L’évolution de l’être humain passe par l’éducation. Cela est indéniable. Seulement par éducation nous ne devons pas seulement entendre scolarisation. La scolarité n’est qu’une partie infime de l’éducation. Ce n’est pas à l’école de transmettre les valeurs morales, familiales, de coeur, … mais bel et bien aux parents.

Mais en quoi consiste l’éducation des enfants, qui en est le garant ?

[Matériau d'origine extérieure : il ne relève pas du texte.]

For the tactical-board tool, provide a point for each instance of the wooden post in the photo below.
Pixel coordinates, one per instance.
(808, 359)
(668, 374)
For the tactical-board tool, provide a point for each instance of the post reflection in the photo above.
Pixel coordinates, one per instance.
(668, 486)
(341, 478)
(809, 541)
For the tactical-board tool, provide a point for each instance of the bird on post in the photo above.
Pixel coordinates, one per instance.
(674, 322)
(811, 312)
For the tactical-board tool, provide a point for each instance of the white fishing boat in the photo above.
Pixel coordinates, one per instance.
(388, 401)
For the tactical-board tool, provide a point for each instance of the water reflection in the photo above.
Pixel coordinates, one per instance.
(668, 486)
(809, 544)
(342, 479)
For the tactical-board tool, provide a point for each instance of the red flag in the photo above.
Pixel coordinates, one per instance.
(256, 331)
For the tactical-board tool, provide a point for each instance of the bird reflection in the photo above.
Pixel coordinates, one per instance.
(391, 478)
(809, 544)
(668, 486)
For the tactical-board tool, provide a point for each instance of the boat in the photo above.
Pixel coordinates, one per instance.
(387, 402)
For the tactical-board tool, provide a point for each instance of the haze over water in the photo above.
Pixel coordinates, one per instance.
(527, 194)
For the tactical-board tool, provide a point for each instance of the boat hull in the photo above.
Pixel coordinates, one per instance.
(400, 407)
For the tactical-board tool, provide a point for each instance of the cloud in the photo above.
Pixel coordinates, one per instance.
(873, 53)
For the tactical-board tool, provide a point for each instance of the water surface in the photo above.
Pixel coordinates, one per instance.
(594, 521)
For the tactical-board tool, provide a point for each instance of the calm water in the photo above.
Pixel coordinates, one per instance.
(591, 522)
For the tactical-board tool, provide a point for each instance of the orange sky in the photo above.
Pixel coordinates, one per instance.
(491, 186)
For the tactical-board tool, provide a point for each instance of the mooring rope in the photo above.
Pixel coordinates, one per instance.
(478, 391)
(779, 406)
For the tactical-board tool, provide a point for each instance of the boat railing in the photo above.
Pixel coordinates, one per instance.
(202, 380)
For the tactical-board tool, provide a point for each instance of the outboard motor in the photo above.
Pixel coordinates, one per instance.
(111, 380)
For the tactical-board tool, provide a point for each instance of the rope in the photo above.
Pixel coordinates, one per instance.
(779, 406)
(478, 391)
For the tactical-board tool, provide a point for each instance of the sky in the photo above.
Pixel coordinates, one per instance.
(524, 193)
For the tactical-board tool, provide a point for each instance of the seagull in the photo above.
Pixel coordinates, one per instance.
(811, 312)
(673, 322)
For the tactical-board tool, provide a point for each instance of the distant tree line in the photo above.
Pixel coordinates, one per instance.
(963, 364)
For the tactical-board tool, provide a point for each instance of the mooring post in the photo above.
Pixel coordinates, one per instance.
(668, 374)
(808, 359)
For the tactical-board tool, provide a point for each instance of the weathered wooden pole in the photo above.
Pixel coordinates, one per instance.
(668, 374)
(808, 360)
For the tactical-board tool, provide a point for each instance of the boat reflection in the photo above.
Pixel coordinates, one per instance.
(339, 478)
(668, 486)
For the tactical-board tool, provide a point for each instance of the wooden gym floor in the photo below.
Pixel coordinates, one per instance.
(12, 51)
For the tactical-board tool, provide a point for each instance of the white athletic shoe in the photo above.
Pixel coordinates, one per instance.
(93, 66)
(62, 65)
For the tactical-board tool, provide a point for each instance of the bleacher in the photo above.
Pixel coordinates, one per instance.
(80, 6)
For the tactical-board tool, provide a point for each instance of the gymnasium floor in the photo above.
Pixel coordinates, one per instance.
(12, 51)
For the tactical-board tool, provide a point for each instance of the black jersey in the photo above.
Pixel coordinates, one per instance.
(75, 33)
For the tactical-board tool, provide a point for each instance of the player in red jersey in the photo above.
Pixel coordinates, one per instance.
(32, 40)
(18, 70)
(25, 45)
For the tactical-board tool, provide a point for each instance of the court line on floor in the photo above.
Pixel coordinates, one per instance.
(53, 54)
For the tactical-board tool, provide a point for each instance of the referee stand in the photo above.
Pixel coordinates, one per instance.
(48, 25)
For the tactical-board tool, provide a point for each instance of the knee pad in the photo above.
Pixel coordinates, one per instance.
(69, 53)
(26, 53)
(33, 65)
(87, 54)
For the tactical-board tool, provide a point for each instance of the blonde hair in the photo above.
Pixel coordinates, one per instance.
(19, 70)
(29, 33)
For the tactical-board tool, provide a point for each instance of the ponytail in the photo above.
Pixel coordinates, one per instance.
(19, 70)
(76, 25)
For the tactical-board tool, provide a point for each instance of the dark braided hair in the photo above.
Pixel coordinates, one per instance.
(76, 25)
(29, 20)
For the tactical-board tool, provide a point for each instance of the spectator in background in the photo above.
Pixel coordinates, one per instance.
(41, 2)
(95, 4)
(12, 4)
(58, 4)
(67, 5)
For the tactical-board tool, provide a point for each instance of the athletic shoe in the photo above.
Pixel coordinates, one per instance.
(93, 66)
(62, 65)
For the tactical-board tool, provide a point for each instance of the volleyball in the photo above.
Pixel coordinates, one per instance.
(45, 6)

Rappelons d’ores et déjà que l’administration s’octroie l’éducation de nos enfants en nommant l’ensemble des écoles (de la maternelle à l’université) Éducation Nationale, avec majuscules s’il vous plaît. Pourtant, la loi est très claire à ce sujet, l’école n’est pas obligatoire, la scolarité oui et elle incombe aux parents puisque selon le principe 7 de la déclaration des droits de l’enfant : L’intérêt supérieur de l’enfant doit être le guide de ceux qui ont la responsabilité de son éducation et de son orientation ; cette responsabilité incombe en priorité à ses parents. Faisons preuve de discernement et comprenons, acceptons que l’éducation nous incombe à nous parents, et non à une administration quelconque. Nous sommes, au regard de la loi, bel et bien responsables de l’éducation de nos enfants, et personne d’autre.

Il existe différentes définitions de l’éducation. Éduquer c’est conduire au dehors, détacher, éconduire, rendre autonome, aider à se structurer, c’est aussi donner les moyens pour assumer à sa façon. L’éducateur, le parent, peut être comparé au jardinier, il crée les conditions pour que la plante pousse seule (En anglais, on emploie to raise pour élever, éduquer, tirer vers le haut. Intéressant n’est-ce pas ?). Il doit fournir les moyens à la plante pour qu’elle se développe, il doit donc connaître le terrain pour pouvoir favoriser le développement convenable de la plante. Selon Léon Denis « la finalité de l’éducation c’est d’apprendre à se gouverner, à se conduire en être raisonnable et conscient ; c’est d’entrer dans la vie, armé non seulement pour la lutte matérielle, mais surtout pour la lutte morale et d’éclairer sur ses devoirs et sur sa destinée. »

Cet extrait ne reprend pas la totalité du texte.